“The Organizer” a Big Hit at the Festival des Libertes

mural on National Theater commemorating the Festivale and a critique of the war

Brussels      Perhaps the most interesting question I have gotten at a screening of “The Organizer” in a long time came from Professor Philippe van Parijs of the University of Louvain in Belgium, a noted scholar long recognized over many decades as an expert and advocate of universal basic income.  He asked a several part question, as many did, but the second half was the unique part of his inquiry.  After watching the movie and living along with the audience the ups, downs, and ups of ACORN and the victories and defeats I had experienced, he wanted to know how I managed to weather the storm and seemed “so relaxed and happy” as I stood to answer questions after the showing?

My answer was my usual.  My perspective on the work – and life – as a struggle to be met every day in a battle to resist, persist, and sometimes prevail.  Perhaps in fairness, he might have observed what should have been obvious to the audience.  It was hard NOT to be relaxed and happy.  There was a full house for this first ever showing of the film with French captions on the biggest screen I felt I had ever seen, partially perhaps because I had ended up after a TV interview sitting on the second row on the aisle feeling like the whole film was sitting in my lap.  The hosts had been prepping Adrien Roux of ACORN’s affiliate, the Alliance Citoyenne and me, about the details since shortly after noon – six hours before, so it was great to finally have this part over and hear the repeated and appreciative roar of applause from the audience.

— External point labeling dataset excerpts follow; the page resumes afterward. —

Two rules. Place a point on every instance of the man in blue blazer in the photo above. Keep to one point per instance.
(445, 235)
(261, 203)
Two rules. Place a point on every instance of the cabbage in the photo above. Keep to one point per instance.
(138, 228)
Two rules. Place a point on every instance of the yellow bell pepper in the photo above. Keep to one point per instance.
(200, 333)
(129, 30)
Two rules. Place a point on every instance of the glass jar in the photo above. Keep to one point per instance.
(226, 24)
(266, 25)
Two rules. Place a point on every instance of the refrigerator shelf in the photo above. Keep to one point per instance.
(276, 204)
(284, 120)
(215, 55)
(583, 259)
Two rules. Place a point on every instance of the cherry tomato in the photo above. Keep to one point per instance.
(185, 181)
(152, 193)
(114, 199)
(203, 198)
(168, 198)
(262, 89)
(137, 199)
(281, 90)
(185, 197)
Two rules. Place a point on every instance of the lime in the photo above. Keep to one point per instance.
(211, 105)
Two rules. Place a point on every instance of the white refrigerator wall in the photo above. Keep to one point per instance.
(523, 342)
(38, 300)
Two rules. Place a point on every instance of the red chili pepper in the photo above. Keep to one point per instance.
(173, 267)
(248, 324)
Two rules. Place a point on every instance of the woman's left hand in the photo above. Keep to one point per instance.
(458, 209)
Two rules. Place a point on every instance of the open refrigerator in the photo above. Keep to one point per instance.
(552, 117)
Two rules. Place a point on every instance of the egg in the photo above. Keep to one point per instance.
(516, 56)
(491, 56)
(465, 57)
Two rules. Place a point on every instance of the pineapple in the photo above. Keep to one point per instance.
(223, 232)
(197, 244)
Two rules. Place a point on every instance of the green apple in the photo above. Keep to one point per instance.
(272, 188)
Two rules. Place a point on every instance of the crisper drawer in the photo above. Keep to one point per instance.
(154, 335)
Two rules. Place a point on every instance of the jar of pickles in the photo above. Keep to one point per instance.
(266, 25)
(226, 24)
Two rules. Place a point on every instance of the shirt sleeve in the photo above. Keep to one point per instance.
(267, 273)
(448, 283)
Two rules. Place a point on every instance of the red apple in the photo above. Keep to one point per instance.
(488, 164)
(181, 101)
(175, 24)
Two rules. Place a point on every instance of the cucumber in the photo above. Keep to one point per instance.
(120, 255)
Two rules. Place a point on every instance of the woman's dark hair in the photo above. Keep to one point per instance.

Somewhere in the heat of the experience was also just the wonder and adventure itself, and my feeling of pure luck at getting to be a part of it all.  Not knowing what to expect from moment to moment, but being open and ready to accept the experience, enjoy it, and even learn from it, is part of the key.  The Festival des Libertes was not your usual film festival.  It was a multi-media kind of event that focused on empowerment and social change.  I had not realized it until the afternoon, but the “debate” listed on the program was not another word for question-and-answer period, but after the screening and the Q&A, it was actually a back-and-forth about the value and impact of community organizing.  How great is that?  No matter what rocks might be thrown, the fact that the film and the story of ACORN’s experience had triggered a discussion already proved the fact that community organization was steel plated.  Opinions had to be registered and weighed.  Organizing and building organizations, unions, and social movements was serious business and had to be considered soberly as a subject of inquiry and engagement.  Debate?  What debate?  From the opening bell, we had already won any possible argument, leaving the rest to naysayers and back-benchers.

More than 100 people had saddled back up for this second session and, unbelievably to me, they hung in until after 10pm, way past the point of common sense and good judgement.  I was tired and hungry, but I couldn’t have had more fun or been more honored to have been able to participate and in such a great event.